Reversed and remanded.
NOTES
[1] Under the statute in effect at the time of defendant's arrest, more than .15 percent of alcohol in the blood created a disputable presumption that a driver was under the influence of alcohol. ORS 483.642(1) (c). This was changed by the 1971 legislature; now more than .10 per cent of alcohol in the blood creates a disputable presumption that a driver is under the influence of alcohol. Oregon Laws 1971, ch. 313, Section 1, p. 452. Also, the legislature passed a new statute providing that driving with .15 per cent or more of alcohol in the blood is now a separate crime. Oregon Laws 1971, ch. 564, Section 2, p. 990.
[2] Compare ORS 483.640, which provides that only a duly licensed physician can withdraw blood to be used in a sobriety test.
[3] We recognized in Thorp v. Dept. of Motor Vehicles, Or. App., 91 Adv.Sh. 1795, 480 P.2d 716 (1971), that under the Implied Consent Law a driver has the prerogative of refusing to allow any chemical test:
"* * * The legislation does not require that a driver so charged take the test, but encourages him to comply with a request that he do so by the device of imposing a 90-day forfeiture of his driver's license if he refuses * * *." 91 Adv.Sh. at 1797, 480 P.2d at 718.

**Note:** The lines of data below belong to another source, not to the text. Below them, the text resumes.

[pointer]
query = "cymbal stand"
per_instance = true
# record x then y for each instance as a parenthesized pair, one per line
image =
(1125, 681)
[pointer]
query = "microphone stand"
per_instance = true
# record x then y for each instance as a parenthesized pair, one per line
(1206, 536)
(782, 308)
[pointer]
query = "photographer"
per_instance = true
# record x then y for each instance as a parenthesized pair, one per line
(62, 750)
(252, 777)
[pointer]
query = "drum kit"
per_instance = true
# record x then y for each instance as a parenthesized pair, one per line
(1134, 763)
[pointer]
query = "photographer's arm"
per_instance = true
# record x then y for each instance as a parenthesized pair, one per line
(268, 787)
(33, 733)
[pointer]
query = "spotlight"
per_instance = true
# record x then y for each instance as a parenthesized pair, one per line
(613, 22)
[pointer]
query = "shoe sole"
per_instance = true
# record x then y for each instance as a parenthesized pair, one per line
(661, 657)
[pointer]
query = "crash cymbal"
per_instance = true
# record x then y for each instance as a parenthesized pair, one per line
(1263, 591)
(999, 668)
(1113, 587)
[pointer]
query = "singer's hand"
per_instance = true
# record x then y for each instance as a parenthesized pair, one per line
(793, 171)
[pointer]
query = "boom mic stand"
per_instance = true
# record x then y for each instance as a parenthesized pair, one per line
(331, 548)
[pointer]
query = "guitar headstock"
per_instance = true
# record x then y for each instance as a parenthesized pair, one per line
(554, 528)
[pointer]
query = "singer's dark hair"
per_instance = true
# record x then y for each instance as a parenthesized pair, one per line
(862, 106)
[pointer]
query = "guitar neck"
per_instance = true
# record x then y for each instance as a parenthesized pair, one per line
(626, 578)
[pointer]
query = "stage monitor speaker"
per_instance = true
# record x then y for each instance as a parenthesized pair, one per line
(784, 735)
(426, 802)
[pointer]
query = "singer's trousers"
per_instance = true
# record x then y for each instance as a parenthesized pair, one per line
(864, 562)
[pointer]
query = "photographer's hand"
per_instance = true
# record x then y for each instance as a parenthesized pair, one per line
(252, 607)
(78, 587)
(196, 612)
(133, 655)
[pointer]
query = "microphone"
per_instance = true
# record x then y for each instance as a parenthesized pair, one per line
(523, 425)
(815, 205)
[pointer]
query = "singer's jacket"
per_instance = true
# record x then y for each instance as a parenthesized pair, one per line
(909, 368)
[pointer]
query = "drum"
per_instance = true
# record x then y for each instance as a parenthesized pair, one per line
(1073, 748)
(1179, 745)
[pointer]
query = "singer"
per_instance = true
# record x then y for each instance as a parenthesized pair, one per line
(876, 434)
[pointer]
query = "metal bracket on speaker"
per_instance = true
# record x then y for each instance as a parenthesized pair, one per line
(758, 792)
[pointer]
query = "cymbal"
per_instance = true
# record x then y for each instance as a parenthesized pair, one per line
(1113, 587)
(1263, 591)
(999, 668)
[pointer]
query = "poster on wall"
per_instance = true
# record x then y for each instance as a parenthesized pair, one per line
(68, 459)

Courts in other states have reached the same result, although they have phrased their holdings in a variety of ways. See, Duckworth v. State, 309 P.2d 1103, 1105 (Okl.Cr. 1957) ("the defendant [had] a fundamental right to refuse the test"); Caldwell v. Commonwealth, 205 Va. 277, 136 S.E.2d 798, 801 (1964) (the accused "has the power to refuse to submit to the test but no right to refuse it").
[4] The statute requires that the police: (1) request the arrested person submit to the test; (2) inform the arrested person of the consequences of his refusal; and (3) inform the arrested person of his right to have a separate test administered by his own physician. ORS 483.634. It seems implausible that the legislature expected the police to go through these motions if the person under arrest was unconscious.
[5] The trial court findings of fact included an explicit finding that defendant was under arrest at the time the blood sample was withdrawn from his arm, and an implicit finding that such arrest was lawful. Neither party has taken issue with those findings in this court.
[6] "Unless the arrested person objects," Oregon Laws 1941, ch. 430, Section 1, p. 743;
"Upon the written consent of the arrested person," Oregon Laws 1955, ch. 297, Section 1, p. 328; and
"Upon the consent of the arrested person," Oregon Laws 1961, ch. 713, Section 1, p. 1463.
[7] Many of the implied consent laws in other states do contain some explicit provision for sobriety tests to be administered to unconscious persons. See, e.g., the Iowa statute discussed in State v. Findlay, 259 Iowa 733, 145 N.W.2d 650 (1966).